An illegal grog shop beside the road was replaced in 1834 first by The Woodman Inn, built from local sandstone around the time when Charles Darwin visited the area, then renamed The King's Arms, benefiting from the patronage of the soldiers at nearby Bull's Camp. Then William Buss, a former farm labourer convicted of horse stealing and transported to New South Wales, bought it at the height of the Gold Rush in 1855. The place became well known as Buss's Inn - even the nearby railway stop was called Buss's Platform - and prospered from hopeful gold diggers as well as soldiers tasked with escorting the gold to Sydney. The popular publican expanded the property, even providing a parlour where travelling ladies could relax without being troubled by gentlemen in the bar. Buss, in his red vest, is now one of the 'essences' seen haunting the house at times.
|Part of the original inn where once the gold was stored |
- see partially revealed stone walls and plaster and lath ceiling
- later a boys' washroom
So the boys left their mark as did the convict labourers who chipped away at these stones.

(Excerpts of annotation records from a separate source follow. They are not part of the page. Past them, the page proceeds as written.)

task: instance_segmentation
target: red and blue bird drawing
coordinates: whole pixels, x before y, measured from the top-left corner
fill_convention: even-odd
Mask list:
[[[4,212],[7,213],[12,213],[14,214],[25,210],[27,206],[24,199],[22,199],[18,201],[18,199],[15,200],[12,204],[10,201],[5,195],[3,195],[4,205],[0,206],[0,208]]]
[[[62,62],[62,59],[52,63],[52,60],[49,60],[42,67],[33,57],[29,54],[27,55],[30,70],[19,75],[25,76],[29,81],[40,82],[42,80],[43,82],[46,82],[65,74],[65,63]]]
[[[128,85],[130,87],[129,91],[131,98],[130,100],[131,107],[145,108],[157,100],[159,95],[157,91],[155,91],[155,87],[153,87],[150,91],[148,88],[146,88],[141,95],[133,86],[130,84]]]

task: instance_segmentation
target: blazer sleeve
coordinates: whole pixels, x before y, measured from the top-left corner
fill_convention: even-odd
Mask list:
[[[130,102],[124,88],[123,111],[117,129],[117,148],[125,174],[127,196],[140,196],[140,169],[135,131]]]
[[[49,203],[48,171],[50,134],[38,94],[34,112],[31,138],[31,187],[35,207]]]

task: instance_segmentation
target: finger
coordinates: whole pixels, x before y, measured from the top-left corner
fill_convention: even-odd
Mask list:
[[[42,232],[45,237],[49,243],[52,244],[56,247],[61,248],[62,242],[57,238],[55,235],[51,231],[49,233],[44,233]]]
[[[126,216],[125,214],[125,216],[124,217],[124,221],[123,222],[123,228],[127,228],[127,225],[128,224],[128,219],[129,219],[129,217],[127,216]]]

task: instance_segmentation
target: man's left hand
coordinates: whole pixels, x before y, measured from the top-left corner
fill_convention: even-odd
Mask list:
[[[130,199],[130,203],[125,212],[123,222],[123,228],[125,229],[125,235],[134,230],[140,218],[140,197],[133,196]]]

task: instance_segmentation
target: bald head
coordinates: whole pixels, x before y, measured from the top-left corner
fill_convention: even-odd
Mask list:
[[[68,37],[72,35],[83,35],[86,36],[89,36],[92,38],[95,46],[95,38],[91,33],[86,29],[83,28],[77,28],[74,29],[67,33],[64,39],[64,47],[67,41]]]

The old Great Western Road passes by the house where we're staying this week - near the home of artist Michael Herron, who was exhibiting his paintings inspired by Woodford Academy when I visited. Woodford Academy is now the oldest surviving building in the Blue Mountains, and a fascinating little museum. A busy highway now runs beside it, separating it from the railway; but the sound of a freight train coming through conjures images of its colourful history.